Under-utilization of gpus at end of experiment

I am using Tune for hyperparameter optimization for Pytorch Lightning (not using Ray Lightning). I have 8 GPUs and I am assigning 1 of them to each trial. As a result, at the end of the experiment, when I have less than 8 trials left, some GPUs remain idle. I would like the idle resources reallocated to the remaining trials. Is there a way to automatically make sure all resources are used at all times? It’s worth noting that my lightning trainer has accelerator=“auto”. Thank you!

Hey @Mike1, yes this is possible with the ResourceChangingScheduler API: Trial Schedulers (tune.schedulers) — Ray 2.2.0. This allows resources to be re-allocated during the run of the experiment and solves the exact issue that you are describing!

There is an example using this with XGBoost here: XGBoost Dynamic Resources Example — Ray 2.2.0, but the same idea can be applied to PyTorch Lightning.

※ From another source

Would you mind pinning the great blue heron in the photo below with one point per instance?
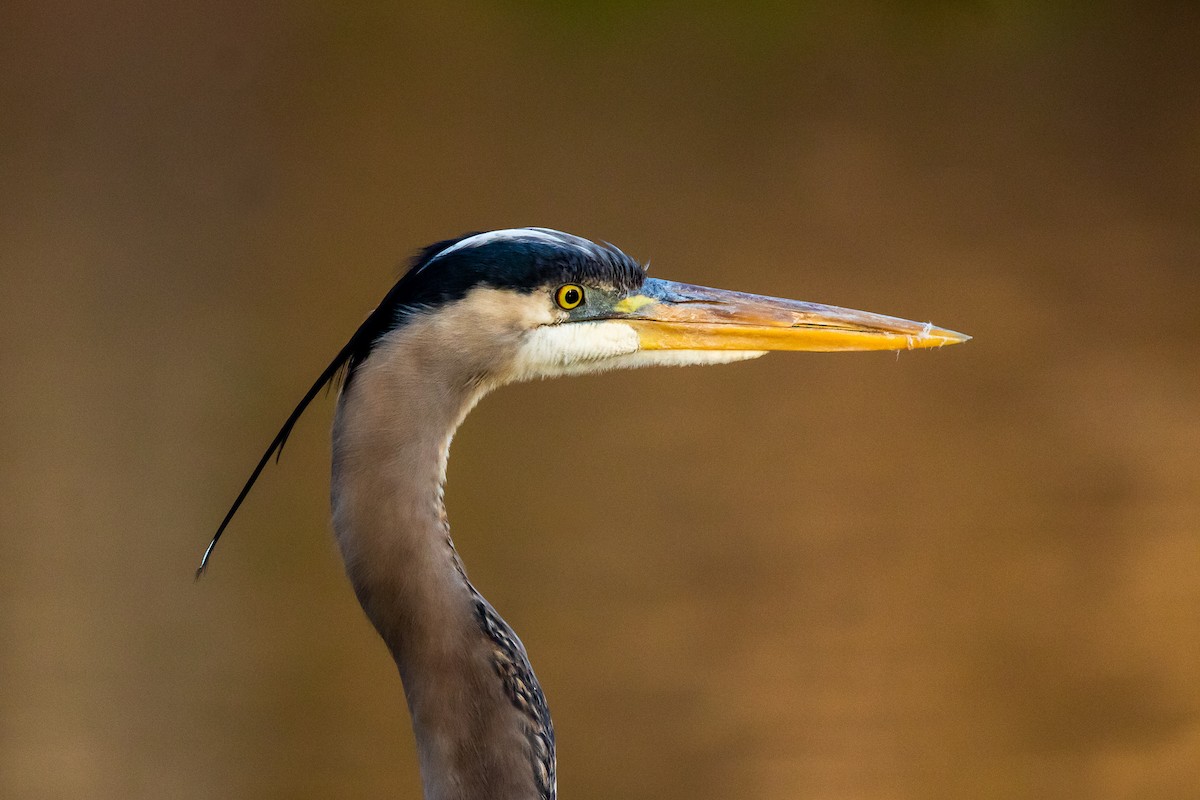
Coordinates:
(471, 314)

This is still experimental though, so please let us know if you run into any issues!

1 Like

Thank you for the answer. I tried it and unfortunately, this small modification tends to produce many errors (about 70% of the trials end in error, and the types of errors are inconsistent). I then tried a different solution: run the trials analogically- giving all the resources to one trial, one at a time. However, I found out that assigning more than 1 gpu to a trial (via resources_per_trial in tune.with_resources) makes the trial not run at all: Tune reports the trial as running, but nothing happens- not a single iteration is run, and tune is stuck in an infinite loop. Any advice about how to make that work? Thank you!

Hey @Mike1, would you be able to share what your code looks like, as well as what is being printed out to stdout and the errors that you are seeing?